After that turnover, Carmichael then willed his way into the end zone for his fourth touchdown of the night by running through three Viking defenders for a 22-yard touchdown with 8:36 to play to close out a contest where the senior collected 106 yards of total offense, four touchdowns, and made a team-high eight tackles on the defensive side of the football. Makya Matthews picked off a pass on Columbus Academy’s next drive to seal the deal.
“The entire offensive line did an outstanding job in the second half,” Woodward said. “Luke May hadn’t been able to practice all week, but we got him in there late in the first half, and finished the game out for us with great play. Alex George, CJ Hall, and Caleb Browning were outstanding as usual, and Nic Parsley stepped in there and did a great job when he was utilized on offense. Then you have Avery Donini and Justin Salyers, our two tight ends, who were finishing blocks well downfield and creating holes along with the rest of those guys. Xander ran so hard, and the line was just creating the holes that led to the dominating play that we saw.”
With the victory, Wheelersburg will play Johnstown-Monroe, who ran for 444 yards in a 35-6 victory against West, next Friday at a to-be-determined location.

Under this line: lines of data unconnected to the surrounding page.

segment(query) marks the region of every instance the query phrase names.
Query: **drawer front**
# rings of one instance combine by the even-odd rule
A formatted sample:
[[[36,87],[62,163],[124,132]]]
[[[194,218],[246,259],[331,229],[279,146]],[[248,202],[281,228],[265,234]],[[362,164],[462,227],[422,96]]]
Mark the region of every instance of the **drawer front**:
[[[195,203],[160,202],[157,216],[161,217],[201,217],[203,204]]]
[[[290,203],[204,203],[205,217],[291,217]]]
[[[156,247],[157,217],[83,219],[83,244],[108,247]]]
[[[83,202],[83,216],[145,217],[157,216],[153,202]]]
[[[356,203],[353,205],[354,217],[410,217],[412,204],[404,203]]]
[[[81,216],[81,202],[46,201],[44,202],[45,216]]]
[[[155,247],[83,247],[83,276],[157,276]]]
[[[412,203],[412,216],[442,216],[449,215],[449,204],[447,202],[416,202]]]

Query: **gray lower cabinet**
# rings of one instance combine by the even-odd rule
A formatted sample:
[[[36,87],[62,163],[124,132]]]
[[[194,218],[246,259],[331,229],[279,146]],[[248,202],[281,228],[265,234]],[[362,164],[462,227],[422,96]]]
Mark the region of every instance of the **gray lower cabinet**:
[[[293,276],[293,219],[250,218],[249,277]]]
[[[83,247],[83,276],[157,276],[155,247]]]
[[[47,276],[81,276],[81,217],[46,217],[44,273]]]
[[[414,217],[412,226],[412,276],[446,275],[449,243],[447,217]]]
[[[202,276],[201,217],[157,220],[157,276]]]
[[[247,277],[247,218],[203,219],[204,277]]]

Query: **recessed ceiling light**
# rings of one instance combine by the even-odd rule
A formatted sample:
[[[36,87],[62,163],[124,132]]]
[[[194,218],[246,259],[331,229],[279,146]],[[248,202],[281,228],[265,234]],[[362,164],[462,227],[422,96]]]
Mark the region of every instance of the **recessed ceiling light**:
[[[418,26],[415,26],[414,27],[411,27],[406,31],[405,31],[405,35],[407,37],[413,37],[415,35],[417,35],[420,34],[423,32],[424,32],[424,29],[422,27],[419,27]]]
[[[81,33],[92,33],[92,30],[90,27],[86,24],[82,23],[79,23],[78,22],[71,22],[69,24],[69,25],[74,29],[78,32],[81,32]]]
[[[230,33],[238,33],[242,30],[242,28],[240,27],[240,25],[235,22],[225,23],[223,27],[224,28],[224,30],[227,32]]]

But regardless of where the game is played, it is known that the preparation will match the mantra that has been the theme all season long, so that the theme, and the dream, can become the reality.
“Our theme this year is to reach higher,” Woodward said. “We expected to be here, so it’s now time to take the next step and get on to the next level. Johnstown-Monroe is a very well-coached team with a lot of good, hard-running athletes, and I know that we’re going to go back to work in order to be prepared for a disciplined, strong football team.”